A proposito di questo forte legame di Ivàn Turgenev con la sua terra natale, ha osservato la critica (La Nuova Enciclopedia della Letteratura Garzanti, Garzanti editore, Milano 1985): «Ma le sue radici erano nella Russia del suo tempo, di cui seppe registrare la complessità, l’inquietante, tragico conflitto fra il bisogno di nuovo e l’attaccamento spesso disperato al vecchio. I suoi romanzi in una lingua tra le più limpide e perfette nella storia letteraria russa dopo Puškin, non sono, come certi contemporanei credettero, serie indagini sociologiche, bensì attente letture psicologiche di un’epoca di grande fermento. E i suoi personaggi rimangono esempi ancor oggi suggestivi di tormentata ambiguità, di sotterranea crescita spirituale.».

Scrisse il critico e scrittore statunitense Edmund Wilson (1895-1972): «La particolare abilità di Turgenev consiste nel mostrare, attraverso i rapporti con gli altri, quello che le persone realmente sono. Per questo riesce così bene nella rappresentazione dei vari tipi di società.».

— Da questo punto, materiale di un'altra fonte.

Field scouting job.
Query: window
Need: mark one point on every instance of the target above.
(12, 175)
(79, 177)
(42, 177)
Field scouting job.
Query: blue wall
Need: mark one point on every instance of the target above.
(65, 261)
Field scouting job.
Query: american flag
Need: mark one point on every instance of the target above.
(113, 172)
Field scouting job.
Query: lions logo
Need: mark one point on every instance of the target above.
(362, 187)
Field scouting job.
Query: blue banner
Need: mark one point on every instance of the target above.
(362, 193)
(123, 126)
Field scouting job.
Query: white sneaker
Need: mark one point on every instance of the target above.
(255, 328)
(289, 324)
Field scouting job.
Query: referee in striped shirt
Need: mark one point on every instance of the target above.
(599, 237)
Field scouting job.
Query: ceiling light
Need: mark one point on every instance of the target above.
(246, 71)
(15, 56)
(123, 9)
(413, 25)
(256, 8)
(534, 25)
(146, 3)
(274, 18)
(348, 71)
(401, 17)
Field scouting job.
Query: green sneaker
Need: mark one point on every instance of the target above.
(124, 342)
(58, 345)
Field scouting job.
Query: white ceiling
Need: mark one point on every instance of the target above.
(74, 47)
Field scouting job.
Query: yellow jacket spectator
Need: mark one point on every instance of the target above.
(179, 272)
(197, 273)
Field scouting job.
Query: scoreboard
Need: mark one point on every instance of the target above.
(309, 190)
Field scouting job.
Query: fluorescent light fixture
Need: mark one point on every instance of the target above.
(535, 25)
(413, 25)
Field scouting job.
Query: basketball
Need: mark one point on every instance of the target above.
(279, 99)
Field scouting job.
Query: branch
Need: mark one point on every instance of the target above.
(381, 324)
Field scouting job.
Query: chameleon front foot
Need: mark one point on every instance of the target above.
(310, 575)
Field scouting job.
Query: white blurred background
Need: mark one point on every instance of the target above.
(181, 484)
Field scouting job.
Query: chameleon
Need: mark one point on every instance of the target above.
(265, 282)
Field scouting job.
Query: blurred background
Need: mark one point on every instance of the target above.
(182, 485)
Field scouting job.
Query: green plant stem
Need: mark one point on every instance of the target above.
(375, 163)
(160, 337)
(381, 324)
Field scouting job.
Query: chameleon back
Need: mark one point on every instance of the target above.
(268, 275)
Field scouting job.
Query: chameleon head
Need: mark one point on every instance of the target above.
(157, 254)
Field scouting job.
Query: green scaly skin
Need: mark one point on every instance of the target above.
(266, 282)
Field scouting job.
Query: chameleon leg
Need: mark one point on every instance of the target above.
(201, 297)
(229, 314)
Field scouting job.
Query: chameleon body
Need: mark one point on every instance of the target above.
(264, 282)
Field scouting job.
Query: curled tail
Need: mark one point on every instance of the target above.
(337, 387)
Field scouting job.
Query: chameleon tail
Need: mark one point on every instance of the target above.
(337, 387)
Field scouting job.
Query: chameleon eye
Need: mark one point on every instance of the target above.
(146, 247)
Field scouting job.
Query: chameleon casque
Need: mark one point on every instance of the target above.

P.S. Due altri bei film (insieme a quelli considerati nel post precedente), tratti da opere di Turgenev, sono:

- Nido di gentiluomini (1969), film prodotto in Unione Sovietica e diretto da Andrei Konchalovsky, con Irina Kupchenko, Leonid Kulagin, Beata Tyszkiewicz, Tamara Chernova, Viktor Sergachyov, Vasili Merkuryev, Aleksandr Kostomolotsky, Mariya Durasova, Vladimir Kochurikhin e Sergei Nikonenko. è la storia di Fedor, un giovane appartenente a un’antica famiglia nobiliare che riceve una educazione severa che include il disprezzo per il genere femminile; s’innamora di Varvara e la sposa, ma lei lo tradisce e lo lascia cadendo sempre più in basso. Fedor non saprà allora mettere a frutto il suo amore per Liza, una tenera e ingenua fanciulla, che finirà la sua vita in un convento, in una regione remota della Russia.

- Acque di primavera (1989), film franco–anglo–italiano che partecipò al Festival di Cannes, di Jerzy Skolimowski, con Timothy Hutton, Nastassja Kinski, Valeria Golino e William Forsythe (alla fotografia ha partecipato Dante Spinotti) è il ritratto tenero ed elegante di un uomo debole, il giovane proprietario terriero russo Dimitri Sanin, combattuto tra due donne forti, la ragazza di origine italiana Gemma Rosselli conosciuta durante un suo viaggio, e la ricchissima Maria Nicolaievna, moglie del principe Ippolito Polozof, suo amico, che lo seduce vivendo con lui un’ardente breve relazione sentimentale e provocando la rottura con Gemma, che Dimitri rimpiangerà per tutta la vita.